Les océans primitifs contenaient d’importantes quantités de fer dissous, en particulier dans les zones côtières où des eaux profondes remontaient vers la surface. Quand ce fer rencontrait l’oxygène produit par les cyanobactéries, il s’oxydait, formant des minéraux de fer qui deviendront plus tard les formations rubanées de fer — des roches striées qui constituent certains de nos plus anciens archives géologiques. Mais ces mêmes réactions peuvent aussi générer des « espèces réactives de l’oxygène », des formes hautement agressives de l’oxygène capables d’endommager l’ADN, les protéines et les membranes cellulaires. Des travaux antérieurs suggéraient que ce contrecoup chimique induit par le fer aurait pu empoisonner les cyanobactéries, ralentissant leur expansion et retardant l’augmentation de l’oxygène dans l’atmosphère.

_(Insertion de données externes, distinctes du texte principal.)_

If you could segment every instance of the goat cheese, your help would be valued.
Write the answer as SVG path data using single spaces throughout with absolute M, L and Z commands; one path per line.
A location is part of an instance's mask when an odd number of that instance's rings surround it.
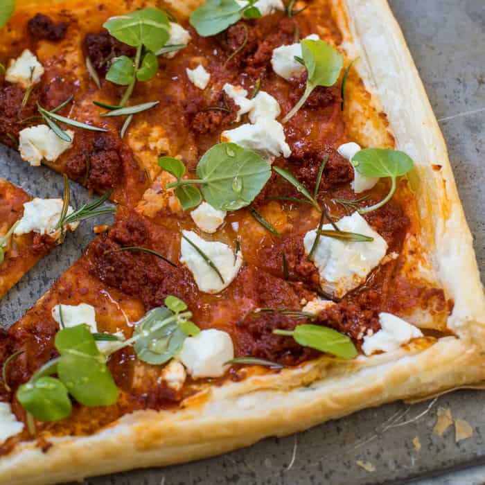
M 305 39 L 319 40 L 319 37 L 317 34 L 312 34 L 306 37 Z M 273 71 L 287 80 L 301 76 L 305 71 L 305 67 L 295 60 L 295 55 L 301 57 L 301 44 L 299 42 L 276 47 L 273 50 L 271 57 Z
M 376 351 L 390 352 L 412 339 L 423 336 L 419 328 L 391 313 L 380 313 L 379 323 L 381 328 L 378 332 L 364 337 L 362 351 L 366 355 Z
M 247 0 L 236 0 L 241 7 L 245 7 L 248 4 Z M 261 14 L 262 17 L 270 15 L 277 10 L 284 10 L 285 6 L 281 0 L 258 0 L 254 5 Z
M 195 379 L 220 377 L 229 367 L 224 364 L 234 358 L 234 348 L 229 333 L 210 328 L 186 338 L 179 358 Z
M 351 164 L 352 164 L 352 159 L 360 150 L 360 147 L 357 143 L 351 141 L 349 143 L 341 145 L 337 149 L 337 151 L 344 158 L 346 158 L 347 160 L 351 162 Z M 352 165 L 352 167 L 353 168 L 353 181 L 351 186 L 356 194 L 372 188 L 379 181 L 379 178 L 376 177 L 364 177 L 355 170 L 355 167 L 354 167 L 353 165 Z
M 207 202 L 202 202 L 191 212 L 191 217 L 201 231 L 212 234 L 224 222 L 227 213 L 226 211 L 220 211 Z
M 200 89 L 205 89 L 211 79 L 211 74 L 208 73 L 204 66 L 200 64 L 195 69 L 186 69 L 188 80 Z
M 73 131 L 67 130 L 66 132 L 71 140 L 74 139 Z M 59 138 L 47 125 L 24 128 L 19 135 L 20 156 L 33 167 L 39 166 L 43 159 L 55 161 L 72 145 L 72 141 Z
M 269 159 L 281 155 L 288 158 L 291 155 L 283 125 L 268 118 L 259 119 L 254 125 L 246 123 L 222 132 L 221 140 L 232 141 L 243 148 L 254 150 Z
M 187 373 L 184 366 L 175 359 L 172 359 L 164 369 L 160 376 L 169 387 L 179 391 L 187 378 Z
M 17 421 L 10 403 L 0 403 L 0 443 L 18 434 L 23 429 L 24 423 Z
M 182 238 L 180 263 L 184 263 L 191 270 L 199 290 L 205 293 L 218 293 L 229 286 L 242 265 L 241 252 L 234 255 L 227 244 L 219 241 L 206 241 L 192 231 L 182 231 L 182 234 L 214 263 L 224 279 L 222 283 L 217 272 L 207 264 L 197 249 Z
M 358 212 L 342 218 L 337 224 L 342 231 L 373 238 L 371 242 L 355 242 L 320 236 L 312 261 L 318 268 L 322 290 L 341 298 L 365 281 L 367 275 L 386 255 L 387 243 Z M 333 230 L 330 224 L 326 224 L 322 229 Z M 303 245 L 307 254 L 311 251 L 316 236 L 316 229 L 305 235 Z
M 69 206 L 67 213 L 73 212 Z M 15 228 L 14 234 L 26 234 L 37 232 L 39 234 L 48 234 L 54 239 L 60 236 L 60 229 L 55 229 L 62 211 L 62 199 L 38 199 L 35 197 L 24 204 L 24 215 L 19 225 Z M 72 222 L 64 226 L 69 231 L 74 231 L 79 222 Z
M 170 37 L 166 43 L 166 46 L 178 46 L 178 45 L 186 45 L 191 42 L 191 34 L 188 30 L 186 30 L 179 24 L 175 22 L 170 23 Z M 172 59 L 175 57 L 178 51 L 173 51 L 173 52 L 168 52 L 166 54 L 164 54 L 164 57 L 167 59 Z
M 20 85 L 24 89 L 33 86 L 40 80 L 44 74 L 44 67 L 37 58 L 28 48 L 19 58 L 10 60 L 5 73 L 5 80 L 8 82 Z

La silice, un garde du corps inattendu

Les auteurs se sont concentrés sur un autre ingrédient abondant de l’eau de mer ancienne : la silice dissoute, le même matériau de base que l’on retrouve dans le verre. Les preuves géologiques indiquent que les océans primitifs contenaient des concentrations de silice bien plus élevées qu’aujourd’hui. En laboratoire, ils ont cultivé une cyanobactérie marine (Synechococcus sp. PCC 7002) sous conditions contrôlées avec des quantités variables de fer et de silice dissous. Ils ont suivi la vitesse de croissance des cellules, la quantité d’oxygène produite, la rapidité d’oxydation du fer et la formation d’espèces réactives de l’oxygène. À faibles concentrations de fer, les cellules prospéraient quelle que soit la silice. Mais lorsque le fer était très élevé — comparable aux conditions attendues dans certaines eaux côtières de l’Archéen — les cultures sans silice ajoutée déclinaient, tandis que celles à forte teneur en silice restaient actives, produisaient plus d’oxygène et atteignaient des densités cellulaires plus élevées.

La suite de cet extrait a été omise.